Kyouya mengangguk kemudian melangkah pergi sedangkan Alaude kembali naik ke lantai dua dengan membawa nampan makanan. Meninggalkan Fon yang tesenyum tipis. "Walaupun mereka sering sekali bertengkar, mereka tetaplah bersaudara. Di saat seperti inilah kepedulian mereka terhadap satu sama lain benar-benar terlihat. Haah~ Andai hal seperti ini bisa terjadi setiap hari."

-0o0o0-

"Sudah kubilang, jangan tidur sampai aku kembali, Hibari Kyou."

Kyou tetap bergeming sementara Alaude tetap dalam posisi menarik selimut Kyou. Awalnya ia akan membiarkan Kyou makan sendiri, tapi pria itu sama sekali tak berniat menyentuh makanannya dan malah berbalik memunggunginya.

"No," jawab Kyou dengan suara parau. "Aku ingin makan takoyaki."

"Pagi-pagi begini mana ada yang jual takoyaki, adik herbivora," geram Alaude. "Cepat makan."

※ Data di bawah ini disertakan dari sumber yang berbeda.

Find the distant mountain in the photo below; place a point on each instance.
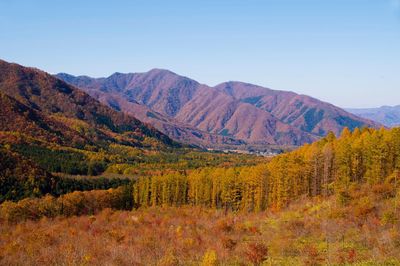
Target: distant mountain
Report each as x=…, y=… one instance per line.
x=41, y=106
x=386, y=115
x=238, y=111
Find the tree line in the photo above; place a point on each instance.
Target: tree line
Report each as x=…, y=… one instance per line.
x=322, y=168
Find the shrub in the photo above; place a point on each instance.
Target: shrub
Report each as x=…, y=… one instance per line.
x=210, y=258
x=256, y=253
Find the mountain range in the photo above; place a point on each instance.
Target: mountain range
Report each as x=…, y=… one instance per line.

"Aku ingin takoyaki. Aku ingin takoyaki. Aku. Ingin. Takoyaki."

Hanya perasaan Alaude saja atau semakin lama Kyou semakin keras kepala dan berubah manja? Mungkin pengaruh sakit. Alaude sebisa mungkin menahan kesabarannya. "Tidak ada takoyaki sampai kau menghabiskan makanan ini. Cepat bangun, atau kupanggil Fon untuk menyuapimu?"

Kyou memicingkan matanya. Lalu dengan wajah cemberut ia memutuskan bangun dan duduk bersandarkan bantal yang ditinggikan. "Tidak mau disuapi Fon," ujarnya. "Aku ingin disuapi olehmu... Alaude-niisan."

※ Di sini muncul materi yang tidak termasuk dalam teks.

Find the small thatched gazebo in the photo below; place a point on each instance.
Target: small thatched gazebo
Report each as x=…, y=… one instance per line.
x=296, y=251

Alaude terdiam sebentar sebelum menghela nafas dan sedetik kemudian mengambil mangkuk berisi sarapan sang adik yang mendadak manja. Menyendoknya, meniupnya pelan –takut kalau sang adik malah kepanasan karena makanannya, dan menyodorkannya pada Kyou. "Hanya untuk kali ini. Sekarang, buka mulutmu."

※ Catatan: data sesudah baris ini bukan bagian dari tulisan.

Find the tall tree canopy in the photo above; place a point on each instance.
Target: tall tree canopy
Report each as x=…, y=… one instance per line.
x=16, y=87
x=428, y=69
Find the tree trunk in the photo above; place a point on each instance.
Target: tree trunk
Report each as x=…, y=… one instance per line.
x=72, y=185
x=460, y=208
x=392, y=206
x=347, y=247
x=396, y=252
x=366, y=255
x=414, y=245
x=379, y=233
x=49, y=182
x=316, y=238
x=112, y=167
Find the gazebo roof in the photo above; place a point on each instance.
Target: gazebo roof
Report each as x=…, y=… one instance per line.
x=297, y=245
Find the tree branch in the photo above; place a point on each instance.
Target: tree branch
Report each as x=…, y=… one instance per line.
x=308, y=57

Kyou tersenyum senang –walau lebih terlihat seperti sebuah seringai predator yang menemukan mangsa. Ia menerima suapan dari kakak kembarnya itu yang lagi-lagi mengatakan kalimat seperti itu. Bohong banget kalau hanya untuk kali ini. Nyatanya, si kakak kembar yang terdeteksi mempunyai sifat tsundere itu tetap mau menyuapi Kyou tiap kali ia sakit.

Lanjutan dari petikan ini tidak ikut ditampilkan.